I'm not sure that people are saying that they be worse off (sensible people anyway), but it's more that it's a useful descriptor of a certain demographic? It's especially useful for Tories because they have identified them as potential swing voters who can be pitted again those worse off than them?

Helpful to not fall into this trap

Agreeeeed · 12/08/2022 22:12

Squeezed middle is real.
and it’s often people who have higher education or a good trade/worked their way up in jobs.
who earn on paper what should be a decent wage.
But they may have no help from family
money unlike the upper classes. Therefore paying out high mortgages. Servicing essential cars for their jobs. Paying out nursery/childcare fees.
So I appreciate perhaps not struggling as much as those in poverty.
But possibly people with high level responsibility/high stress jobs - teachers/health workers/social workers. Who have specific outgoings - childcare, the need to maintain a vehicle for their occupation, with very little pay to show at the end.
Not the worst position, but these are still real issues, when people who are highly educated and skilled are left with nothing to show at the end of the month. It makes me feel wonder what there is to aspire too. If you train, become a professional, but therefore need to put in longer hours, use a car and use more childcare. Consequently ending up worse off, or struggling just as much as someone working less hours in a less stressful role, because of the system.

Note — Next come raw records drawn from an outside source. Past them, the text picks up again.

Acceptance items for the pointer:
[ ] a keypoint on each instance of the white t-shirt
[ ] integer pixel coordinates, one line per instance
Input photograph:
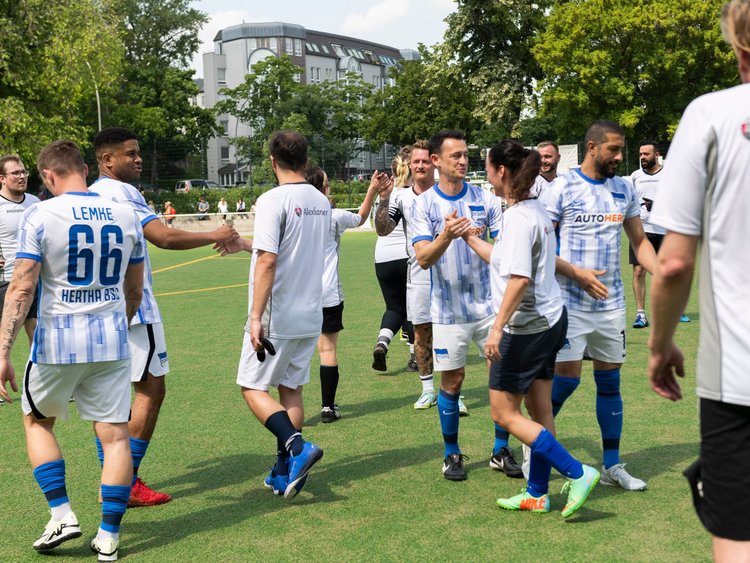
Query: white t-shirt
(10, 218)
(460, 291)
(527, 247)
(392, 246)
(85, 243)
(341, 220)
(589, 214)
(148, 312)
(647, 187)
(401, 210)
(292, 221)
(705, 192)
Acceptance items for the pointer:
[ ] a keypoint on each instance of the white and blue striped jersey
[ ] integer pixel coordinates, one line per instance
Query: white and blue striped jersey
(589, 215)
(460, 280)
(401, 209)
(148, 312)
(85, 243)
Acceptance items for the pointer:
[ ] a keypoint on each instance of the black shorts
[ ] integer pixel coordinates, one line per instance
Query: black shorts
(525, 358)
(720, 479)
(333, 319)
(655, 242)
(32, 310)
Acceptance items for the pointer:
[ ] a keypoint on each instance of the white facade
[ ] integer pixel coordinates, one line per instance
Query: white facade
(323, 56)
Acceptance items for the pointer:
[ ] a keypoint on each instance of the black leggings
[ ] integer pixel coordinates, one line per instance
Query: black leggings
(392, 279)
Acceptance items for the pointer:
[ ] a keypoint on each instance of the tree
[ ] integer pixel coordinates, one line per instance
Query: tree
(636, 62)
(51, 55)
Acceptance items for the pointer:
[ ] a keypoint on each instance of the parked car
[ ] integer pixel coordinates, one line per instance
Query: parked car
(184, 186)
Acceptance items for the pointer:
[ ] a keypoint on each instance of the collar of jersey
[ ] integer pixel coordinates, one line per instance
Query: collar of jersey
(590, 180)
(459, 195)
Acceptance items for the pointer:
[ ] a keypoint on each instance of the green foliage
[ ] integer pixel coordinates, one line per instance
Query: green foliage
(636, 62)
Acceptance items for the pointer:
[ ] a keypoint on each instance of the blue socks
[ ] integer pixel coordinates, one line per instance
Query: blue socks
(448, 412)
(114, 504)
(501, 439)
(562, 388)
(547, 452)
(609, 413)
(137, 449)
(51, 479)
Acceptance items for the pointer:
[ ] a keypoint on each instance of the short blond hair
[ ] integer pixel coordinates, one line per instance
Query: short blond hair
(735, 24)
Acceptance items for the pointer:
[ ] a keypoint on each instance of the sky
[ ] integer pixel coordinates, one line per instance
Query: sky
(396, 23)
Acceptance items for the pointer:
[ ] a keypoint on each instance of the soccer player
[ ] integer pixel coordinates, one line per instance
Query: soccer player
(292, 222)
(87, 253)
(549, 151)
(706, 186)
(119, 160)
(333, 295)
(646, 181)
(460, 303)
(387, 217)
(529, 328)
(590, 206)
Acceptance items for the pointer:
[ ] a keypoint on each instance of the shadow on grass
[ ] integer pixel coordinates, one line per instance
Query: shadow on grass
(225, 510)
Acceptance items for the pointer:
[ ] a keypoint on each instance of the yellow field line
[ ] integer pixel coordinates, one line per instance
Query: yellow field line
(185, 264)
(199, 290)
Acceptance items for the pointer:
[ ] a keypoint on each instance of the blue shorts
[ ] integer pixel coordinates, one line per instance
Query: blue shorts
(525, 358)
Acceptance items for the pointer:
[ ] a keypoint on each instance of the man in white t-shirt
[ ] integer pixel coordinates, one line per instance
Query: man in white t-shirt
(389, 213)
(13, 202)
(285, 313)
(590, 206)
(118, 157)
(460, 303)
(549, 151)
(705, 199)
(86, 253)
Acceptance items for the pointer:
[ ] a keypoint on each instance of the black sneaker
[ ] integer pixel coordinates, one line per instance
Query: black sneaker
(453, 467)
(378, 357)
(505, 462)
(329, 414)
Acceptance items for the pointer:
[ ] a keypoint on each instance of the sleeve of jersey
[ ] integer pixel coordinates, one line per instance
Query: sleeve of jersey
(268, 218)
(138, 254)
(515, 246)
(683, 187)
(420, 222)
(552, 200)
(494, 216)
(30, 234)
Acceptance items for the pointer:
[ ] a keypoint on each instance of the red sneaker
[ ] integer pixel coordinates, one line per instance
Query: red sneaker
(143, 495)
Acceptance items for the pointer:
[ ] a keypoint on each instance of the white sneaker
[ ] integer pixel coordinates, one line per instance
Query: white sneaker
(616, 475)
(58, 531)
(106, 548)
(462, 410)
(526, 464)
(426, 400)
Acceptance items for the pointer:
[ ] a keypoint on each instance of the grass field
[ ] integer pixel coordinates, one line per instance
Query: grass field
(378, 494)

I certainly wouldn’t view the ‘squeezed middle’ as a group whose problems will all be solved by swapping their Audi for a ford. Far too simplistic.
Squeezed middle are not the group I worry most for in this. But there are specific issues that they face and I don’t think it’s right to disregard these struggles.

ImWell · 12/08/2022 22:14

unicormb · 12/08/2022 19:41

£50k is a lot better off than £15k.

And £15k is a lot better off than $2 per day, and yet here you are, upset despite being on multiples of those who are genuinely hard-up.

Doesn’t the hypocrisy ever give you pause for thought?

ImWell · 12/08/2022 22:16

unicormb · 12/08/2022 20:02

They really don't. And of course they're allowed to feel sorry for themselves if they wish. I would just recommend not communicating that feeling to somebody with a just bag of lentils and a stock cube in the cupboard and no electric left on the card.

You have a cupboard? That implies a house, and a kitchen. An actual solid construction that protects you from the rain, and yet you want sympathy?